BOUREAU-DESLANDES (André-François)

(Pondichery 1690 - Paris 11.04.1757)

ESSAI SUR LA MARINE ET SUR LE COMMERCE Par Mr. D****. Avec des Remarques Historiques & Critiques de l'Auteur. A Amsterdam, Chez François Changuion, 1743. ln-12°, veau, dos à 5 nerfs, orné, pièce de titre rouge.

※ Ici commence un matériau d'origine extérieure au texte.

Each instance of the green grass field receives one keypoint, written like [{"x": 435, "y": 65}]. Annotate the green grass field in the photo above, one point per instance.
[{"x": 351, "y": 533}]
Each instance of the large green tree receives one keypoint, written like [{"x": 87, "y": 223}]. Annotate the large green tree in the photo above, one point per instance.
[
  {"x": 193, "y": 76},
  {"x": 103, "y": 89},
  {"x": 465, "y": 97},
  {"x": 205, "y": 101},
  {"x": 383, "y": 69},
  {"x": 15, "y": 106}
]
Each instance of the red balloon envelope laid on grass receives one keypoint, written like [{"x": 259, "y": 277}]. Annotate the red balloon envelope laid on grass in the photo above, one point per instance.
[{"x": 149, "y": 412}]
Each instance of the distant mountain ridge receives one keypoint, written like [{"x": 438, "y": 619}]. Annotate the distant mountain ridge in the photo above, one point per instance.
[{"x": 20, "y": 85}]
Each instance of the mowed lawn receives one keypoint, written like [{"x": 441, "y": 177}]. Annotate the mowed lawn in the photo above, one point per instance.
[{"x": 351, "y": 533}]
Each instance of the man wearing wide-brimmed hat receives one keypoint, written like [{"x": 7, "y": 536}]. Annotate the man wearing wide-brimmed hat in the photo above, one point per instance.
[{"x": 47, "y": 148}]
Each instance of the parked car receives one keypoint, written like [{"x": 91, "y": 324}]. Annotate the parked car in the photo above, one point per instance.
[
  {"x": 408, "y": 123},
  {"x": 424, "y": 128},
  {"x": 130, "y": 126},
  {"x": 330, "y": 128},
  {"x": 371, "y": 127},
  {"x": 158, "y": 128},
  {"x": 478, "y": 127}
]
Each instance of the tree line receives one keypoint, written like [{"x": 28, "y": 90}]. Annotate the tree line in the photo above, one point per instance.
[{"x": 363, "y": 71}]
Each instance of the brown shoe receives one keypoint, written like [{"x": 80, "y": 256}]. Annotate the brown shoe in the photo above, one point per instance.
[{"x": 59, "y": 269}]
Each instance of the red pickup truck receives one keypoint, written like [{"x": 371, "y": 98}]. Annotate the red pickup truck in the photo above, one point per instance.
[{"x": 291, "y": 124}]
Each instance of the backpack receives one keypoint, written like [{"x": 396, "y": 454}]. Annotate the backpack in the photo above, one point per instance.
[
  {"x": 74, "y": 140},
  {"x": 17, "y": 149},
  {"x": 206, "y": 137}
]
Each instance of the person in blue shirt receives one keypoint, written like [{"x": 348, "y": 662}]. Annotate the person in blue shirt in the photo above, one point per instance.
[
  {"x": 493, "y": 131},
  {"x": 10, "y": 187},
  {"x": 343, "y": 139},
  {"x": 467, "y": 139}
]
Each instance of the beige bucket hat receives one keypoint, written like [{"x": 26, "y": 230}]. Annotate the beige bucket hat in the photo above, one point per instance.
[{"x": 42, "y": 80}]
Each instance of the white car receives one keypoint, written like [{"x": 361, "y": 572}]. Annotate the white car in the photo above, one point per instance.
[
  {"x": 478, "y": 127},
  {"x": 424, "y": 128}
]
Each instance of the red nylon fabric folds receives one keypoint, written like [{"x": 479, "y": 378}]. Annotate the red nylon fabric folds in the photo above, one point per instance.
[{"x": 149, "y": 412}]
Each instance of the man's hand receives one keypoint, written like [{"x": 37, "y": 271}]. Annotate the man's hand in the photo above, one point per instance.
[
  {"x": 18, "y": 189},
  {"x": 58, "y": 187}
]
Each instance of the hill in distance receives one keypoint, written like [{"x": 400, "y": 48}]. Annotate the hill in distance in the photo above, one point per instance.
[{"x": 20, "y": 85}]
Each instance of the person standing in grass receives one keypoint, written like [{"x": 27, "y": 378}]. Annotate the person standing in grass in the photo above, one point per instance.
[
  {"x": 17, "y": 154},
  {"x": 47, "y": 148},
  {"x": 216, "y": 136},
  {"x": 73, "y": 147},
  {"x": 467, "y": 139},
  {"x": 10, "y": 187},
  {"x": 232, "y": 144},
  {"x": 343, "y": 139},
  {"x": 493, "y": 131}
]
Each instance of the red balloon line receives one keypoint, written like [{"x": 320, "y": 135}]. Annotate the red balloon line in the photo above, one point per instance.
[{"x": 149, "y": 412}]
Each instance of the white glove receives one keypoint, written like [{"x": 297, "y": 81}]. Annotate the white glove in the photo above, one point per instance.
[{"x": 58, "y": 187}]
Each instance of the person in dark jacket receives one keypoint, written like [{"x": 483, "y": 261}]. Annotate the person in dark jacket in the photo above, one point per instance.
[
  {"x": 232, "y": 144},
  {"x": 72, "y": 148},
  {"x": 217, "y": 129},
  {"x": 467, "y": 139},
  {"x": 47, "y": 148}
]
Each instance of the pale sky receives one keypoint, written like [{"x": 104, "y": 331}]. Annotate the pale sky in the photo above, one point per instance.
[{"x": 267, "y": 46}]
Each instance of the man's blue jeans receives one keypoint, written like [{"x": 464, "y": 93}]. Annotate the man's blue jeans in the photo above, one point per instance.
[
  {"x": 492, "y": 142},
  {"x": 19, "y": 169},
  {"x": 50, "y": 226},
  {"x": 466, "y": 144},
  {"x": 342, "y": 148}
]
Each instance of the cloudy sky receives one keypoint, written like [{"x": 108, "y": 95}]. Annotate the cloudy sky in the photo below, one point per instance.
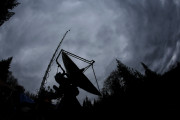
[{"x": 132, "y": 31}]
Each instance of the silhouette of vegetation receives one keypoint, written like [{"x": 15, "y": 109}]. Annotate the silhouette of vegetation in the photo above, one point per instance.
[
  {"x": 127, "y": 91},
  {"x": 5, "y": 9}
]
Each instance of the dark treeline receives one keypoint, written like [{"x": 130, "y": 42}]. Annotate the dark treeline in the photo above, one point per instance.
[{"x": 127, "y": 91}]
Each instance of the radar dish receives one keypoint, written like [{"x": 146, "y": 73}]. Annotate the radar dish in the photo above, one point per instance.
[{"x": 77, "y": 76}]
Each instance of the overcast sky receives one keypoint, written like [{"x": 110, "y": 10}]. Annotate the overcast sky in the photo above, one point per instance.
[{"x": 132, "y": 31}]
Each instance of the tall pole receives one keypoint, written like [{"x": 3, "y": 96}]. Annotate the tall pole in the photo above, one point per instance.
[{"x": 50, "y": 63}]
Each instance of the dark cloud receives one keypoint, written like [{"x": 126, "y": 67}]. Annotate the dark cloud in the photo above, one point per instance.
[{"x": 133, "y": 31}]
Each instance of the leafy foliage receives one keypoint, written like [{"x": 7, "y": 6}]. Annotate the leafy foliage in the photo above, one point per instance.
[{"x": 5, "y": 7}]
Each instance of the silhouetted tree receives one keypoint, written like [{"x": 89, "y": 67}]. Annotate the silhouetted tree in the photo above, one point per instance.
[{"x": 5, "y": 7}]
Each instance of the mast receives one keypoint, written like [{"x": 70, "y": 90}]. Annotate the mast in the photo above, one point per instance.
[{"x": 50, "y": 63}]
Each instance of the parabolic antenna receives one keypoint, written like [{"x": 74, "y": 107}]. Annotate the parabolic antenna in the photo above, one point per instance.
[{"x": 77, "y": 76}]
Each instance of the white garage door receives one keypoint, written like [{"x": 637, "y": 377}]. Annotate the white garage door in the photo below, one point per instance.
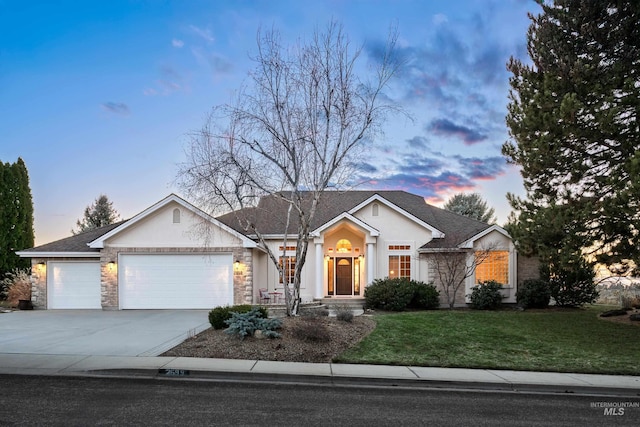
[
  {"x": 159, "y": 281},
  {"x": 73, "y": 284}
]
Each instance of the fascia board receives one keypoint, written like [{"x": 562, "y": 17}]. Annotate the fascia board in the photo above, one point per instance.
[
  {"x": 99, "y": 242},
  {"x": 376, "y": 197},
  {"x": 27, "y": 254}
]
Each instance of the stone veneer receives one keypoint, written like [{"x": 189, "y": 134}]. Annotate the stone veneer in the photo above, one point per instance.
[{"x": 242, "y": 276}]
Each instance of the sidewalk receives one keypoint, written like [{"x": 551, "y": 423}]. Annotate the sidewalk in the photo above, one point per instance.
[{"x": 329, "y": 373}]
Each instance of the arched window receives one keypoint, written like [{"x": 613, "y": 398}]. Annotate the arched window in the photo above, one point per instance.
[{"x": 343, "y": 246}]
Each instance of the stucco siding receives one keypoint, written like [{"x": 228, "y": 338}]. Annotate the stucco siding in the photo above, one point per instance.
[{"x": 159, "y": 230}]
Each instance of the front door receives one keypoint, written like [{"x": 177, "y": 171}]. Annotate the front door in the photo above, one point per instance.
[{"x": 344, "y": 282}]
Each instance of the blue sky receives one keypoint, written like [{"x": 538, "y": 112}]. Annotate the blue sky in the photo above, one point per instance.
[{"x": 99, "y": 96}]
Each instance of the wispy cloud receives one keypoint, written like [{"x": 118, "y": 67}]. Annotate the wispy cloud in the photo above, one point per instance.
[
  {"x": 117, "y": 108},
  {"x": 217, "y": 63},
  {"x": 205, "y": 34},
  {"x": 445, "y": 127},
  {"x": 431, "y": 174},
  {"x": 486, "y": 168},
  {"x": 170, "y": 81}
]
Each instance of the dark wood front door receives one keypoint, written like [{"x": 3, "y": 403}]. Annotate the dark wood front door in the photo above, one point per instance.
[{"x": 344, "y": 278}]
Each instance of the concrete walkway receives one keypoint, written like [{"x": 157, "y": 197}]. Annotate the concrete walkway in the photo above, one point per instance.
[
  {"x": 98, "y": 332},
  {"x": 331, "y": 373}
]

Reliure de l'époque.

XX pp. (Titre, Avertissement, « Lettre à ML le C. de B.C. M***. »), 252 pp. , 6 ff.n.ch. (Catalogue des livres nouveaux qui se trouvent à Amsterdam chez François Changuion).

Vignette gravée sur la page de titre signée « B. Pi... deI et sculp. 1729 »

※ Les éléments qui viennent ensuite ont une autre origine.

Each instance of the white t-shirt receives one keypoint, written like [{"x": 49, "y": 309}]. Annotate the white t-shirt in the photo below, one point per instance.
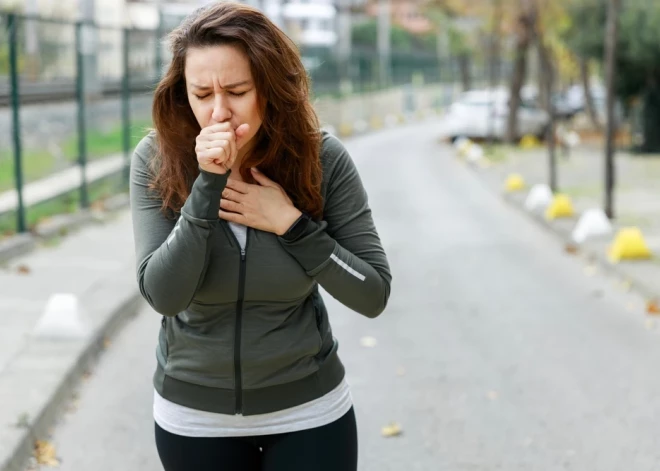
[{"x": 184, "y": 421}]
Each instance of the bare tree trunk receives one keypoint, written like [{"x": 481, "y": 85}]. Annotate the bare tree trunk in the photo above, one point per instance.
[
  {"x": 548, "y": 74},
  {"x": 611, "y": 36},
  {"x": 527, "y": 27},
  {"x": 588, "y": 97},
  {"x": 466, "y": 76},
  {"x": 495, "y": 44}
]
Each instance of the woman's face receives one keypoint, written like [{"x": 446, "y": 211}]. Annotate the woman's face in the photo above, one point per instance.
[{"x": 220, "y": 89}]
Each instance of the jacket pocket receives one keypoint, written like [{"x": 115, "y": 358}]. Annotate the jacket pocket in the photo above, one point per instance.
[
  {"x": 163, "y": 345},
  {"x": 202, "y": 356},
  {"x": 322, "y": 324}
]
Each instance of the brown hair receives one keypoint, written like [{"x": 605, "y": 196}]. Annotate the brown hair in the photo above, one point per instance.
[{"x": 286, "y": 147}]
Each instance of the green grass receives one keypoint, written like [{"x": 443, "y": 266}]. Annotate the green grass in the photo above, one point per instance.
[
  {"x": 64, "y": 204},
  {"x": 39, "y": 163}
]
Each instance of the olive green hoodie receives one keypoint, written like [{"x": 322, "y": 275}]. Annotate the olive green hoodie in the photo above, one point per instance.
[{"x": 246, "y": 331}]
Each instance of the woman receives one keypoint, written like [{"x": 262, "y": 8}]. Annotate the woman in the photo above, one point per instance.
[{"x": 242, "y": 207}]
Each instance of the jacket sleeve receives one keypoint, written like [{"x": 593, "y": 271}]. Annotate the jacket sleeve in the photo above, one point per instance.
[
  {"x": 343, "y": 252},
  {"x": 171, "y": 256}
]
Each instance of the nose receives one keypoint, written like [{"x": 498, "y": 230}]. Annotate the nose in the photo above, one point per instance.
[{"x": 221, "y": 111}]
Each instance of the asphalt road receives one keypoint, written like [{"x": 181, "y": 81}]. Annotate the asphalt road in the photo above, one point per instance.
[{"x": 498, "y": 351}]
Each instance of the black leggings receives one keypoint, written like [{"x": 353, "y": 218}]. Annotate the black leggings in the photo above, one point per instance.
[{"x": 332, "y": 447}]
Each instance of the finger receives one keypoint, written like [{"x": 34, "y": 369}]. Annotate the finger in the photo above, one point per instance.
[
  {"x": 217, "y": 155},
  {"x": 232, "y": 217},
  {"x": 232, "y": 195},
  {"x": 232, "y": 206},
  {"x": 233, "y": 150},
  {"x": 241, "y": 132},
  {"x": 215, "y": 136},
  {"x": 218, "y": 143},
  {"x": 240, "y": 187},
  {"x": 217, "y": 127},
  {"x": 262, "y": 179}
]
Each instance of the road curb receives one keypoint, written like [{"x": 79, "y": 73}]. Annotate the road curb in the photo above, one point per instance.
[
  {"x": 68, "y": 361},
  {"x": 16, "y": 246},
  {"x": 60, "y": 225},
  {"x": 598, "y": 257}
]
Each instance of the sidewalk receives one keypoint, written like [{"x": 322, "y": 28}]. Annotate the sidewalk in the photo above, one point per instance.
[
  {"x": 37, "y": 373},
  {"x": 581, "y": 176}
]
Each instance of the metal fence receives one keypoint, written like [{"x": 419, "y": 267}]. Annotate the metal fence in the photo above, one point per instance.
[{"x": 75, "y": 98}]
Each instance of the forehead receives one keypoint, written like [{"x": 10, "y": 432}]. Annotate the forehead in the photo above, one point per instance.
[{"x": 226, "y": 64}]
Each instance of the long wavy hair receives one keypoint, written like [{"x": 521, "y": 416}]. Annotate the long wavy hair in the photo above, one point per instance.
[{"x": 287, "y": 145}]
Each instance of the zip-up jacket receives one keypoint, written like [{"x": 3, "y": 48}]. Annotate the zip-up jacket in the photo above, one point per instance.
[{"x": 246, "y": 331}]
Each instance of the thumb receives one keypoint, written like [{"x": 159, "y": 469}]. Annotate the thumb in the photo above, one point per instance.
[{"x": 242, "y": 131}]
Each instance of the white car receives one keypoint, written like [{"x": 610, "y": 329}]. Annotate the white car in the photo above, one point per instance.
[{"x": 480, "y": 114}]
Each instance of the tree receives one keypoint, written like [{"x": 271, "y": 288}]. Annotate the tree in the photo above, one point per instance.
[
  {"x": 525, "y": 35},
  {"x": 637, "y": 59}
]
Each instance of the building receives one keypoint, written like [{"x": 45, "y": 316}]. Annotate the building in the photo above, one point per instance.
[{"x": 407, "y": 14}]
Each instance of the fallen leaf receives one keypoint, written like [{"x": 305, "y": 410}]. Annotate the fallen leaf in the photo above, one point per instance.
[
  {"x": 392, "y": 430},
  {"x": 368, "y": 342},
  {"x": 590, "y": 270},
  {"x": 652, "y": 307},
  {"x": 23, "y": 420},
  {"x": 45, "y": 453}
]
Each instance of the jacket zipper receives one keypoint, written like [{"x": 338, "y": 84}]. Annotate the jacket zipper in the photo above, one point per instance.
[
  {"x": 237, "y": 335},
  {"x": 238, "y": 377}
]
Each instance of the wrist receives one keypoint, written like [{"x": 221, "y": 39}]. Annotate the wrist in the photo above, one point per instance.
[{"x": 289, "y": 220}]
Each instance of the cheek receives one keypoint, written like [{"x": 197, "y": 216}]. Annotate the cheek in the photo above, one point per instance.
[{"x": 199, "y": 110}]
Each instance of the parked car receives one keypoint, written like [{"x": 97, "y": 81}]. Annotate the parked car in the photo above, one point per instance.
[{"x": 480, "y": 114}]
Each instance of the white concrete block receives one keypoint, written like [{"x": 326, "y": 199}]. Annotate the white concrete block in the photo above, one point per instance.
[
  {"x": 391, "y": 120},
  {"x": 62, "y": 318},
  {"x": 475, "y": 153},
  {"x": 361, "y": 126},
  {"x": 593, "y": 223}
]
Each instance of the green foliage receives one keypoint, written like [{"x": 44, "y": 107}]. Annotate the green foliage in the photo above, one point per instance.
[
  {"x": 365, "y": 36},
  {"x": 638, "y": 48}
]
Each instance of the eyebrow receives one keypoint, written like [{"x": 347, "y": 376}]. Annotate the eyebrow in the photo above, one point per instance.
[{"x": 226, "y": 87}]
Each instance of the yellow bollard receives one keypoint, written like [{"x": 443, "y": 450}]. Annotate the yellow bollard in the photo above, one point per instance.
[
  {"x": 628, "y": 244},
  {"x": 514, "y": 182},
  {"x": 529, "y": 142},
  {"x": 560, "y": 207},
  {"x": 345, "y": 129}
]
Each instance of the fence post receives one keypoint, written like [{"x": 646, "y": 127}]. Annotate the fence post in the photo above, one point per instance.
[
  {"x": 16, "y": 121},
  {"x": 159, "y": 48},
  {"x": 80, "y": 96},
  {"x": 125, "y": 104}
]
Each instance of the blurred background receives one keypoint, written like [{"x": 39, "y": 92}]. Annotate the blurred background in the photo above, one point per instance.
[{"x": 76, "y": 77}]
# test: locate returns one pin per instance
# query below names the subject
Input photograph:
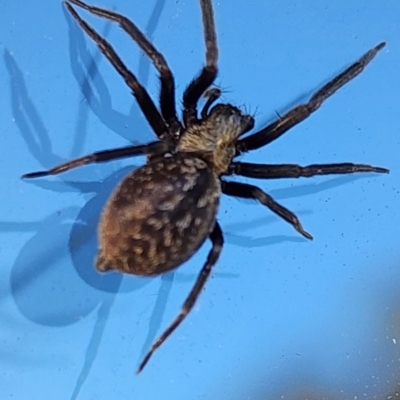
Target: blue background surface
(281, 317)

- Edition originale parue en 1743, S.l., in-8°, 176 pp.

- Autre édition:

- Edition étrangère:

(Réf: Chamonal, cat. de 1988, n° 116 ; Catalogue Sotheby's « Pilot » du 28.07.94, n° 181).

Référence Polak:     1130

L'essai sur la marine et sur le commerce s' arrête à la page 189. Il est suivi d'un « Mémoire historique sur les Indes Braves, Et les Forban François du Golfe de Darien » (titre à la page 191 et texte de la page 193 à 252).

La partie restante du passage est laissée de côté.